SpaceX’s powerful Falcon Heavy rocket has successfully launched to send NASA’s Psyche to a distant, metal-rich asteroid for exploration. Both of its boosters landed synchronously on the pads after completing the task.
NASA’s large Psyche spacecraft is now heading toward the metal-rich asteroid, following the launch of SpaceX’s Falcon Heavy earlier today. The powerful rocket blasted off from NASA’s Kennedy Space Center at 10:19 a.m. EST. The Psyche spacecraft successfully separated from the Falcon Heavy upper stage just over an hour after liftoff. NASA engineers made contact with it shortly before noon. The NASA-SpaceX contract is worth about $131 million.
Slo-mo video of Falcon Heavy launching off the pad pic.twitter.com/3CjTkPiM21
— SpaceX (@SpaceX) October 13, 2023
The Psyche spacecraft embarked on a six-year, 2.2 billion-mile journey to its namesake asteroid Psyche. It sits in the main asteroid belt between Mars and Jupiter. While en route to its destination, the spacecraft will conduct a technology demonstration of the Deep Space Optical Communications experiment.
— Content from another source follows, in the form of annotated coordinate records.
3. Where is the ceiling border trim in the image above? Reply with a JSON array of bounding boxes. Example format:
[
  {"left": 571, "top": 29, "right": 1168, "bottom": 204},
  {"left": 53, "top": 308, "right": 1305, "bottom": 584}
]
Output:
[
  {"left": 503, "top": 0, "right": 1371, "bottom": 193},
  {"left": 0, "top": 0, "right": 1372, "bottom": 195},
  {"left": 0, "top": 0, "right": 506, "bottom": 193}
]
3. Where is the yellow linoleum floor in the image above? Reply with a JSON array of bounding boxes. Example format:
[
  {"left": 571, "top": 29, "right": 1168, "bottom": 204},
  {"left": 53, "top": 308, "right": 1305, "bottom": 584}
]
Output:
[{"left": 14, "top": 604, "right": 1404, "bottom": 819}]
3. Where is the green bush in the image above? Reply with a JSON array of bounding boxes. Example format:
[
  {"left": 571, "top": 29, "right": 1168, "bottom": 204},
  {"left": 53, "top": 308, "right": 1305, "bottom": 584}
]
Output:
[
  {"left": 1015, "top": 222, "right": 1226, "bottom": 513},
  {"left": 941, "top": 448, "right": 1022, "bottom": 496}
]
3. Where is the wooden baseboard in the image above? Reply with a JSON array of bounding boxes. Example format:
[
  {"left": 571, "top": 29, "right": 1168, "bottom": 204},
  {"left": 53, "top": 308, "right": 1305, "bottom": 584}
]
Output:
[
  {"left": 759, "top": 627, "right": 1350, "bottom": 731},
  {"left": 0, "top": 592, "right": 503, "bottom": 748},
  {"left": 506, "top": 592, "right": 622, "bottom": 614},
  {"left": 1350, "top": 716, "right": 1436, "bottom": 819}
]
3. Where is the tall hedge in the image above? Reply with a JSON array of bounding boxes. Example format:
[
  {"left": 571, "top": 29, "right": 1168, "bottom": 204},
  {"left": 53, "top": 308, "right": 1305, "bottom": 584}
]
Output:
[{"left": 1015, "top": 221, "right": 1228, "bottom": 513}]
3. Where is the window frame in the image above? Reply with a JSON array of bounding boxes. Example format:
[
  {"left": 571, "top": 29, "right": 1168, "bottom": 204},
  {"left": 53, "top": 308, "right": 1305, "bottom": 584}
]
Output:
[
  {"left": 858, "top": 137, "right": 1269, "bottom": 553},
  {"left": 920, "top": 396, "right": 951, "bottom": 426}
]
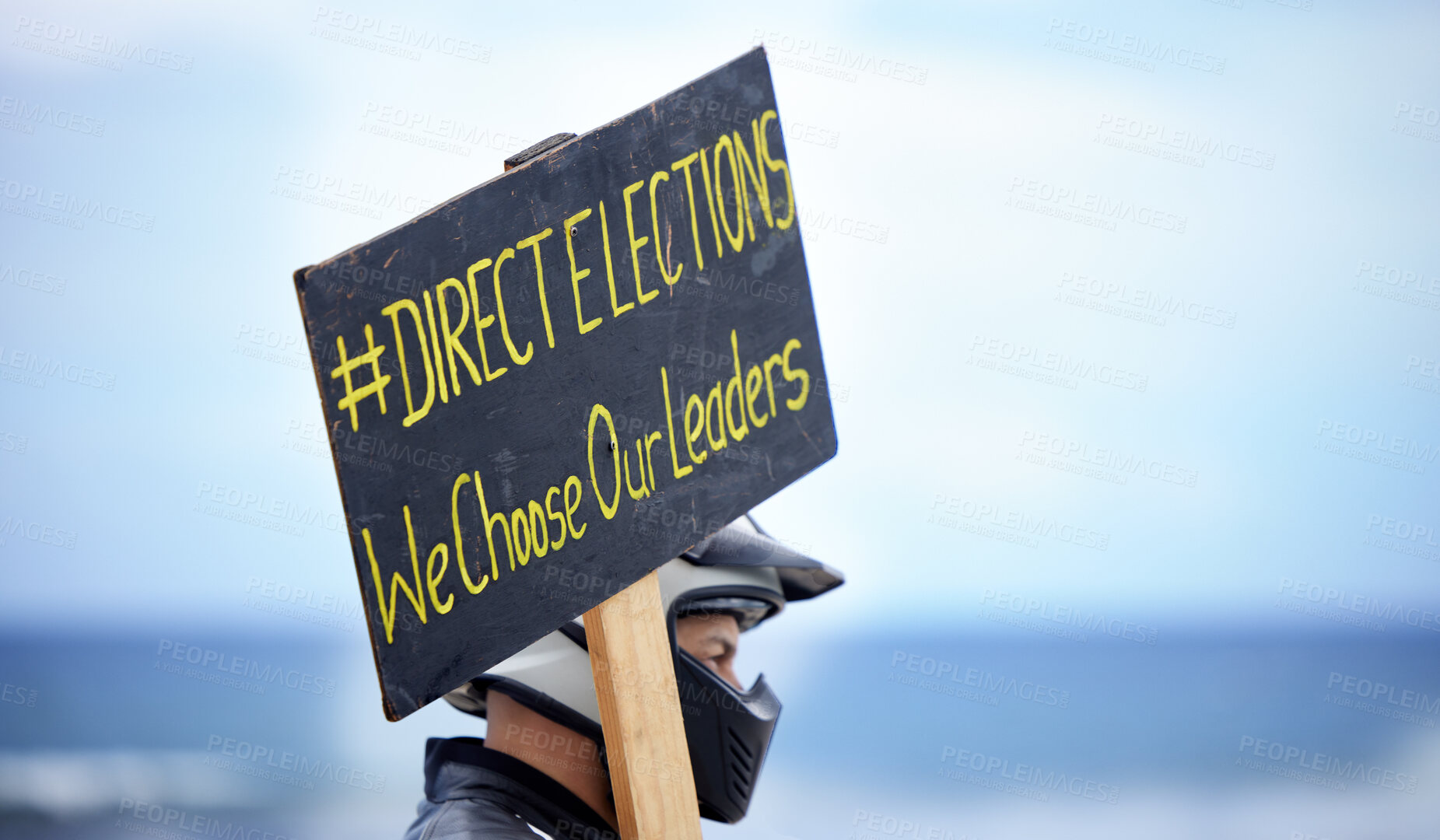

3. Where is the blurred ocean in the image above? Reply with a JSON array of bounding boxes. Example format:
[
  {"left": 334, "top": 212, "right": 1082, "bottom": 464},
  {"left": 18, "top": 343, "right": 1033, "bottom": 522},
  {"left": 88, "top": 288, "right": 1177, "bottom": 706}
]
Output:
[{"left": 0, "top": 628, "right": 1440, "bottom": 840}]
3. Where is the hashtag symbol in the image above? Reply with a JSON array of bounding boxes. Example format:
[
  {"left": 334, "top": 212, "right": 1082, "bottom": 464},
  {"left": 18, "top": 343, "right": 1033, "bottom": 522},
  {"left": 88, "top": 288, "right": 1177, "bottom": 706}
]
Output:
[{"left": 330, "top": 324, "right": 391, "bottom": 432}]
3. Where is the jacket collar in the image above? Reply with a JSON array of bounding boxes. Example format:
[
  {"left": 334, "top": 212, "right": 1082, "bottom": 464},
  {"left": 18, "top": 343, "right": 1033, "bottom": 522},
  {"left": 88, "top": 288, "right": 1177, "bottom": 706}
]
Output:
[{"left": 425, "top": 737, "right": 619, "bottom": 840}]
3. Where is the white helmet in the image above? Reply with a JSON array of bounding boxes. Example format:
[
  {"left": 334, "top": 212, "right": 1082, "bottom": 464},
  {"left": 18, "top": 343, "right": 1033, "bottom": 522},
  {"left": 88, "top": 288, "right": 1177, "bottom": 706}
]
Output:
[{"left": 445, "top": 514, "right": 846, "bottom": 823}]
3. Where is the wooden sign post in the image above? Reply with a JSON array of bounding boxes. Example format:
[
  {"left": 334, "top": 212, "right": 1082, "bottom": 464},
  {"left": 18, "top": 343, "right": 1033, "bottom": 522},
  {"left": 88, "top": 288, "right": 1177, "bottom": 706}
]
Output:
[
  {"left": 585, "top": 572, "right": 700, "bottom": 840},
  {"left": 295, "top": 49, "right": 836, "bottom": 840}
]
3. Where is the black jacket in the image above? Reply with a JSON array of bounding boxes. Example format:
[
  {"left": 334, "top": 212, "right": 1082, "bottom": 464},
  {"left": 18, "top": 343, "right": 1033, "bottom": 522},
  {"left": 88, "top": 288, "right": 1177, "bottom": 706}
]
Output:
[{"left": 405, "top": 737, "right": 619, "bottom": 840}]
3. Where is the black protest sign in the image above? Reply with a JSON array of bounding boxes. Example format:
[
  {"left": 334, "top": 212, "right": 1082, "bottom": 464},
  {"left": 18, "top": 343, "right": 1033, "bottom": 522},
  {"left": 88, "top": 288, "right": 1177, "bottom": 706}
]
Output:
[{"left": 295, "top": 49, "right": 836, "bottom": 720}]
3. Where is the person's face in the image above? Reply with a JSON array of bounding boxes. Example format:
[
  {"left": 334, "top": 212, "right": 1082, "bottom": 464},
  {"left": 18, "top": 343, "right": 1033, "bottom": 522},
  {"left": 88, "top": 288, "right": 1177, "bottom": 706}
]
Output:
[{"left": 675, "top": 612, "right": 745, "bottom": 691}]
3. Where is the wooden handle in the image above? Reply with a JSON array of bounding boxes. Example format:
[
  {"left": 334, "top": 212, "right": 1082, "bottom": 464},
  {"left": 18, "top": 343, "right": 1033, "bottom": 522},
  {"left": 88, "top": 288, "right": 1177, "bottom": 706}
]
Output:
[{"left": 585, "top": 572, "right": 700, "bottom": 840}]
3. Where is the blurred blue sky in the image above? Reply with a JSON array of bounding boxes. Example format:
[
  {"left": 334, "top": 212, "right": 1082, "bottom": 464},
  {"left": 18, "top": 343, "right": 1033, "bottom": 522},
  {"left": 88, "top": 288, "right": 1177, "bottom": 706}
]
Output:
[
  {"left": 0, "top": 0, "right": 1440, "bottom": 628},
  {"left": 0, "top": 0, "right": 1440, "bottom": 837}
]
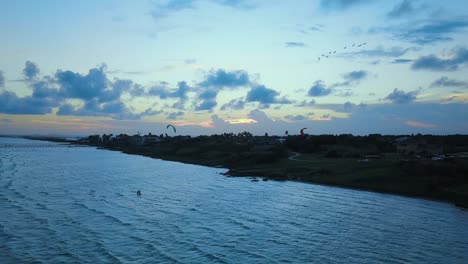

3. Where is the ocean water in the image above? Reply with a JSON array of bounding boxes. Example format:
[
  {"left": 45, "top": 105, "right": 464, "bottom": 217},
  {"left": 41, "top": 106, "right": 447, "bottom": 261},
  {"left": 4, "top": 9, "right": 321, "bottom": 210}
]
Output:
[{"left": 0, "top": 138, "right": 468, "bottom": 263}]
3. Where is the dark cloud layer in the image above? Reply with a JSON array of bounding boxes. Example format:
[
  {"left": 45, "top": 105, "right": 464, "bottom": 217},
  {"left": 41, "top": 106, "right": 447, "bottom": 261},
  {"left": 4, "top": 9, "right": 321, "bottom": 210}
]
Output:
[
  {"left": 385, "top": 88, "right": 418, "bottom": 104},
  {"left": 0, "top": 71, "right": 5, "bottom": 88},
  {"left": 0, "top": 91, "right": 59, "bottom": 115},
  {"left": 220, "top": 98, "right": 246, "bottom": 111},
  {"left": 246, "top": 85, "right": 290, "bottom": 105},
  {"left": 431, "top": 76, "right": 468, "bottom": 87},
  {"left": 285, "top": 42, "right": 306, "bottom": 48},
  {"left": 387, "top": 0, "right": 420, "bottom": 18},
  {"left": 369, "top": 18, "right": 468, "bottom": 45},
  {"left": 307, "top": 80, "right": 333, "bottom": 97},
  {"left": 199, "top": 69, "right": 250, "bottom": 89},
  {"left": 23, "top": 61, "right": 40, "bottom": 80},
  {"left": 320, "top": 0, "right": 372, "bottom": 11},
  {"left": 344, "top": 46, "right": 420, "bottom": 58},
  {"left": 411, "top": 47, "right": 468, "bottom": 71}
]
If the demonstration is successful, it will be the first time optical communications have been demonstrated outside the Earth-Moon system.
Psyche will reach Mars in May 2026 to use its gravitational field to propel itself toward a target asteroid. After reaching its destination, the spacecraft will spend 26 months orbiting the metal-rich asteroid. It will study the space object: take multispectral images, map the asteroid’s surface, and study its chemical and mineral composition. In addition, the spacecraft will study the gravitational fields of the asteroid and high-energy particles.
NASA’s Launch Services Program selected Falcon Heavy after labeling Psyche a “Category 3” mission. NASA will use Falcon Heavy for other missions in the coming years.